Rachel Stephens from RedMonk published an analysis last summer that uses information about size of companies (based on publicly available financial records) to make inferences about their ability to compete in the cloud market. Building out data centers is capital intensive, and these sizable investments are generally encapsulated within the balance sheet as a long-term asset under property, plant and equipment (PP&E). Note that nearly all of these companies have other major lines of business that obfuscate the impact of their cloud strategy in their consolidated financial statements.
The waffle charts below show how net PP&E balances have changed for each company between 2014-2015. IBM is notably absent from these graphs, as they experienced PP&E decreases in each year. CenturyLink has attempted to pivot to a cloud business model but their significant PP&E balances reflect their core businesses in fiber/telephony/TV. HPE announced in October 2015, that it was shutting down its public cloud offering. Rackspace is now focused on managing the cloud platforms of others vendors instead of its own cloud offering.
Competitiveness in the cloud market is largely reliant upon infrastructure investments. From 2014 to 2016, Amazon, Microsoft, and Google have invested billions into expanded infrastructure. The value of Amazon’s net PP&E has increased by 204% ($15.6B) since 2013; Google’s increased by 145% ($17.9B) and Microsoft’s by 83% ($7.6B). All three companies have both internal business drivers and incoming revenue streams to subsidize further data center expansion. The drivers for Google are search and applications such Gmail, etc. For Microsoft, it is Office365, and for Amazon it is www.amazon.com and all its associated services such as Amazon Prime. Those investments occur even before considering the profitability of their public cloud offerings. The trajectory, size or both of the other competitors’ investment raises questions about the number of serious participants the public cloud market can reasonably expect moving forward.
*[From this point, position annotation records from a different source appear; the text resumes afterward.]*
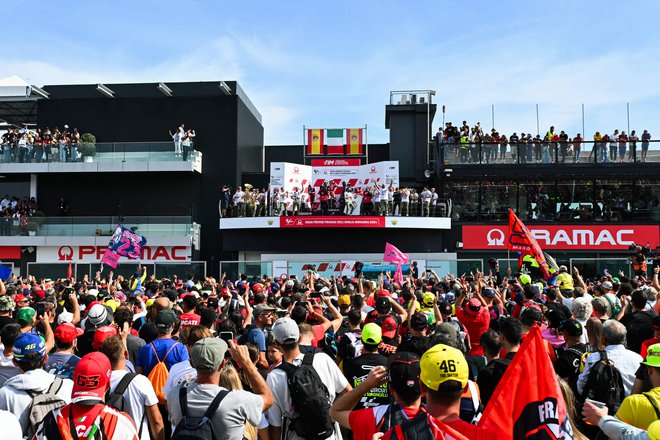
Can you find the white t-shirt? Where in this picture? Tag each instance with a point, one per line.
(181, 373)
(139, 394)
(330, 375)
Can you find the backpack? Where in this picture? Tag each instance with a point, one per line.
(42, 404)
(605, 384)
(311, 401)
(196, 428)
(115, 399)
(158, 375)
(354, 348)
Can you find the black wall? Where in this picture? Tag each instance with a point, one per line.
(228, 135)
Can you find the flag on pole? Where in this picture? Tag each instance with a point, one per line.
(314, 141)
(335, 141)
(354, 141)
(395, 256)
(521, 240)
(528, 402)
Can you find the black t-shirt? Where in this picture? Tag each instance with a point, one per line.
(356, 371)
(568, 362)
(639, 326)
(415, 344)
(4, 320)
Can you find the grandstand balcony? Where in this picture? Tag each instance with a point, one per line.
(108, 157)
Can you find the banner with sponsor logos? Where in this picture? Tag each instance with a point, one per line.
(93, 254)
(287, 176)
(565, 237)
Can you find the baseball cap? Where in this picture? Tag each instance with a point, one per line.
(208, 353)
(261, 308)
(419, 321)
(403, 368)
(67, 332)
(383, 305)
(98, 316)
(25, 315)
(442, 363)
(652, 356)
(103, 333)
(372, 334)
(6, 303)
(165, 319)
(571, 326)
(91, 378)
(285, 330)
(343, 300)
(389, 326)
(28, 343)
(488, 292)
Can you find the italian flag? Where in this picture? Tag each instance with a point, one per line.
(335, 141)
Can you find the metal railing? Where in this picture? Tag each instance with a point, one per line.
(153, 226)
(453, 152)
(102, 152)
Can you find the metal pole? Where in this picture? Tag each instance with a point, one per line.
(538, 127)
(492, 114)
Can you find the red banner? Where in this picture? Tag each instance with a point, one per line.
(332, 222)
(565, 237)
(335, 162)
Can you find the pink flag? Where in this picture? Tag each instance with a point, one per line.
(395, 256)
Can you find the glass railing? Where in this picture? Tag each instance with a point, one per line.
(97, 226)
(102, 152)
(547, 153)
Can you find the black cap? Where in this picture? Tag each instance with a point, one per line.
(404, 373)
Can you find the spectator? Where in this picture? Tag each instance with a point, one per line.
(232, 408)
(30, 354)
(140, 400)
(626, 361)
(286, 334)
(92, 381)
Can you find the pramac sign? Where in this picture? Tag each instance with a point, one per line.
(566, 237)
(89, 254)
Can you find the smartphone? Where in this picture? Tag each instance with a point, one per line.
(40, 309)
(226, 336)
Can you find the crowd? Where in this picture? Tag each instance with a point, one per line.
(22, 145)
(475, 145)
(333, 199)
(317, 358)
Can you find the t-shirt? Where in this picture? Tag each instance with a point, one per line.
(636, 409)
(330, 375)
(147, 358)
(139, 394)
(181, 374)
(365, 421)
(356, 371)
(62, 364)
(229, 420)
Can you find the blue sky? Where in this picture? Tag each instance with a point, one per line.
(333, 64)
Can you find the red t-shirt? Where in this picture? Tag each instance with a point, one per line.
(365, 421)
(476, 325)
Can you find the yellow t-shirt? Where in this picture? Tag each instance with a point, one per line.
(636, 409)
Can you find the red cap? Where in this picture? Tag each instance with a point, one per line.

Gartner recently published (see below) its annual Magic Quadrant for Cloud Infrastructure as a Service, Worldwide. The report shows same top three players in the public cloud market but ranking does not reflect the relative size of their infrastructure investments. Amazon continues to dominated the market having an installed base many times greater than its other competitors combined. Microsoft has been able leverage its enterprise relationships and more modest infrastructure investments to reach second place. Google Cloud does not have the same breath of features and services of the other two marketplace leaders but its global infrastructure is the most robust and capable.
Gartner also notes that rescaling of the Ability to Execute axis to reflect the expansion of customer requirements and unmet needs in the marketplace. AWS appears to be less far up the Ability to Execute axis than it did in the previous year, despite significant improvements in its business in the past year. Other public cloud vendors may substantially improve their capabilities from year to year, yet not achieve significant movement in their position, because their position is relative to the overall market.